What Pythagoras’ Theorem States
In a right angled triangle, the square of the hypotenuse is equal to the sum of the squares of the other two sides.
The hypotenuse is the longest side and is always opposite the right angle.
Pythagoras’ theorem is written as:
$$
a^2 + b^2 = c^2
$$
where \( c \) is the hypotenuse and \( a \) and \( b \) are the other two sides.
Using Pythagoras’ Theorem to Find a Length
To find a missing side length:
• identify the right angle
• label the hypotenuse correctly
• substitute known values into the formula
• rearrange if necessary
• calculate the answer
Example
A right angled triangle has sides of length 3 cm and 4 cm.
Find the hypotenuse.
$$
3^2 + 4^2 = c^2
$$
$$
9 + 16 = c^2
$$
$$
c^2 = 25
$$
$$
c = 5
$$
The hypotenuse is 5 cm.
Finding a Shorter Side
If the hypotenuse is known, the formula must be rearranged.
Example
The hypotenuse is 13 cm and one shorter side is 5 cm.
Find the other side.
$$
5^2 + b^2 = 13^2
$$
$$
25 + b^2 = 169
$$
$$
b^2 = 144
$$
$$
b = 12
$$
Reverse Pythagoras’ Theorem
Reverse Pythagoras’ theorem is used to check whether a triangle is right angled.
To do this:
• square all three sides
• add the squares of the two shorter sides
• compare with the square of the longest side
If:
$$
a^2 + b^2 = c^2
$$
then the triangle is right angled.
Example
A triangle has sides of length 6 cm, 8 cm and 10 cm.
$$
6^2 + 8^2 = 36 + 64 = 100
$$
$$
10^2 = 100
$$
Since the values are equal, the triangle is right angled.

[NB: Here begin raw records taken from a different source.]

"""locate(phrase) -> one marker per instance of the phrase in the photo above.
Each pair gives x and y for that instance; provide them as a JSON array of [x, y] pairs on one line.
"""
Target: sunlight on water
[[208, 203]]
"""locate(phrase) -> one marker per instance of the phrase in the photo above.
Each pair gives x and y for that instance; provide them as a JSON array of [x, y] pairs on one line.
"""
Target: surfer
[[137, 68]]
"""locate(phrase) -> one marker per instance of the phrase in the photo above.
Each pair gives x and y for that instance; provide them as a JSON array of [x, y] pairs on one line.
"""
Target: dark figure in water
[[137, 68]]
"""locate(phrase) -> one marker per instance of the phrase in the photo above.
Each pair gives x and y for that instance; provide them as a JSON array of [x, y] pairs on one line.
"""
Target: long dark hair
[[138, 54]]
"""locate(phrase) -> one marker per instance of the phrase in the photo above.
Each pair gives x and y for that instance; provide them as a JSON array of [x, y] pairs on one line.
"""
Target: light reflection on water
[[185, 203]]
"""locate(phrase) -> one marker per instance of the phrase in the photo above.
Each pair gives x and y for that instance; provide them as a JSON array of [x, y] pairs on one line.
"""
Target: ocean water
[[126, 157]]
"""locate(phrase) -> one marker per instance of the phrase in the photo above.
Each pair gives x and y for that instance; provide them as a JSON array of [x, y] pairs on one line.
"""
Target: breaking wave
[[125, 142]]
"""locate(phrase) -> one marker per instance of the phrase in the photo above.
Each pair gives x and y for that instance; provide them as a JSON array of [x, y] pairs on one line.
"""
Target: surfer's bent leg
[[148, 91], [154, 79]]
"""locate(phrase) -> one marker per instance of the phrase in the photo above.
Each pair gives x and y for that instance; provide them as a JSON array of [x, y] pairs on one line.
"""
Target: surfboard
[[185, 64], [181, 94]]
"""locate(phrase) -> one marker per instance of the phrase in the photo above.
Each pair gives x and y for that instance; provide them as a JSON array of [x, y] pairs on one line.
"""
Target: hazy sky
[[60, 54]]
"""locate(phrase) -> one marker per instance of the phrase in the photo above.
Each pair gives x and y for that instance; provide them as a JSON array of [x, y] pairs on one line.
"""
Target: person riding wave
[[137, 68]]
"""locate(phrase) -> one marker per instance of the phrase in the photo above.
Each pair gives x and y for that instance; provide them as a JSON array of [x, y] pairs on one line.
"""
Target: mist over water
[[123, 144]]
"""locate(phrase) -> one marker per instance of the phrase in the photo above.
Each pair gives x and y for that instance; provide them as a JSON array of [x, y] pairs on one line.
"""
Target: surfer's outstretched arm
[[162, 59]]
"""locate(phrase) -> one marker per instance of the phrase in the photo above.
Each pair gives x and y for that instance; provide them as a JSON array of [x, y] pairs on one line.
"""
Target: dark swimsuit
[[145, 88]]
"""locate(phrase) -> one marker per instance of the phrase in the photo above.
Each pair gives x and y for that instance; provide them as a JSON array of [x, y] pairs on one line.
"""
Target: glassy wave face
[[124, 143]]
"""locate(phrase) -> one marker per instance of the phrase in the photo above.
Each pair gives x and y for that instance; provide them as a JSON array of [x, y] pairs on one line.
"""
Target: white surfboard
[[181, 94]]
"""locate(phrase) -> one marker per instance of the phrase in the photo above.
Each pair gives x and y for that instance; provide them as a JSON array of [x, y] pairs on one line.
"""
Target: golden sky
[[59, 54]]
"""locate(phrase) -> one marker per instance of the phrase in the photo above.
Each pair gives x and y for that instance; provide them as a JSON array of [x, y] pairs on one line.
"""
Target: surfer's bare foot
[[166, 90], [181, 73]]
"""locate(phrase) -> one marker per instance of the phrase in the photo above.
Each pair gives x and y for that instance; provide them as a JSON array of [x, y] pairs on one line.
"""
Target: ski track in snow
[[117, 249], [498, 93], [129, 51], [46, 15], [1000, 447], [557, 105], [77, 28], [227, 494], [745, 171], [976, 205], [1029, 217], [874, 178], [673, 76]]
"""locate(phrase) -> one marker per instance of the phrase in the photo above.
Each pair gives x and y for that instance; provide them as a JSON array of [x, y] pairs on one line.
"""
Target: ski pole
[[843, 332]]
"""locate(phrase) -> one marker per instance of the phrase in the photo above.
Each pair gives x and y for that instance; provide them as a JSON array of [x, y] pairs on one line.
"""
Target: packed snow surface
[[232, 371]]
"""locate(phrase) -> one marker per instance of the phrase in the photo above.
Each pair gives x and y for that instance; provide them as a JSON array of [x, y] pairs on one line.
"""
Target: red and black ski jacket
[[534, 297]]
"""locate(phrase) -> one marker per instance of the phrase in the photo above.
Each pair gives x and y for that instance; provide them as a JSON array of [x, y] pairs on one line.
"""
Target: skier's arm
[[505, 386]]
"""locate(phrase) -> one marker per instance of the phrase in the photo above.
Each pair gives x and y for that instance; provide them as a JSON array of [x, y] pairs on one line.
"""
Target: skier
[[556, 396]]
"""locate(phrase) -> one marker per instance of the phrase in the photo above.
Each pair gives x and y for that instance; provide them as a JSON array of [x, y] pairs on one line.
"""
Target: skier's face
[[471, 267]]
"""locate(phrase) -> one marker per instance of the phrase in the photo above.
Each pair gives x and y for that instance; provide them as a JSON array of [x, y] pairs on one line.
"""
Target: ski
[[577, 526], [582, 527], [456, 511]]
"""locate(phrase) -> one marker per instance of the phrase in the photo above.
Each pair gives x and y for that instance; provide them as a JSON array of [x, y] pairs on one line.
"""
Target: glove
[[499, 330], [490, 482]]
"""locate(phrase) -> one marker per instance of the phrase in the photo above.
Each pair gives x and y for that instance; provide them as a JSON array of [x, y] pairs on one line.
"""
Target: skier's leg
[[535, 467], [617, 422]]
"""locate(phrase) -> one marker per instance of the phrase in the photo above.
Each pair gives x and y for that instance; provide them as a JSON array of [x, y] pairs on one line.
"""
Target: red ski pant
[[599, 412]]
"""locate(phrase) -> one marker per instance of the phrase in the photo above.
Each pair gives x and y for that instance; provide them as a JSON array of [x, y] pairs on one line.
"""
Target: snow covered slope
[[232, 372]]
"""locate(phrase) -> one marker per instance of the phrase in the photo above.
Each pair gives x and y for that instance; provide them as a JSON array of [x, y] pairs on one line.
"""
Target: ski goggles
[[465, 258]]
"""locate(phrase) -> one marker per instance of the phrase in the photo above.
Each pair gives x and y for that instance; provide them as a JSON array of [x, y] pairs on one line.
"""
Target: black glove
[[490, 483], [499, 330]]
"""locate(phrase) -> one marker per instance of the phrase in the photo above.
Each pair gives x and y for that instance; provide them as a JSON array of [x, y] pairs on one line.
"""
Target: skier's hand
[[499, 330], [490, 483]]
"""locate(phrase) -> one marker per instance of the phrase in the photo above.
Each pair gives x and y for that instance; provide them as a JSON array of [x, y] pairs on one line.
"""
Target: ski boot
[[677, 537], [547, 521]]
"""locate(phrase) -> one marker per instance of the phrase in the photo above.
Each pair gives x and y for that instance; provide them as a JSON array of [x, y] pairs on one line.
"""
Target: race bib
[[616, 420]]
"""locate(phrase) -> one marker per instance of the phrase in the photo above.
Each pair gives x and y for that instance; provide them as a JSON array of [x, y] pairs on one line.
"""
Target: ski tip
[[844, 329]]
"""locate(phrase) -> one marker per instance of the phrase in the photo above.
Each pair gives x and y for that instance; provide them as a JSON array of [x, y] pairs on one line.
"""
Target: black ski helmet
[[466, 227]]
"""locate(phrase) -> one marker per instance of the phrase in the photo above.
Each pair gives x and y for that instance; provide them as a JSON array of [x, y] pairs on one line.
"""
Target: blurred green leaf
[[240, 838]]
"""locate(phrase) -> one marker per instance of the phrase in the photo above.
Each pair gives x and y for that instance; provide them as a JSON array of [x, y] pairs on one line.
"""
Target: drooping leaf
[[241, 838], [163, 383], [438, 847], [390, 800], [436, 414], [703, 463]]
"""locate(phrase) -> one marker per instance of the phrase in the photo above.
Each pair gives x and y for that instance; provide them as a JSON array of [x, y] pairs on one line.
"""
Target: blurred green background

If the values are not equal, the triangle is not right angled.
Important Conditions
Pythagoras’ theorem:
• only works for right angled triangles
• must use the correct hypotenuse
• requires squared values
Always check for a right angle before using the theorem
Key Points to Remember
Pythagoras’ theorem applies only to right angled triangles.
The hypotenuse is always opposite the right angle.
The formula is \( a^2 + b^2 = c^2 \).
Rearranging allows shorter sides to be found.
Reverse Pythagoras’ theorem checks if a triangle is right angled.
Using Pythagoras’ theorem confidently allows distances and lengths in two dimensional geometry to be found and verified accurately.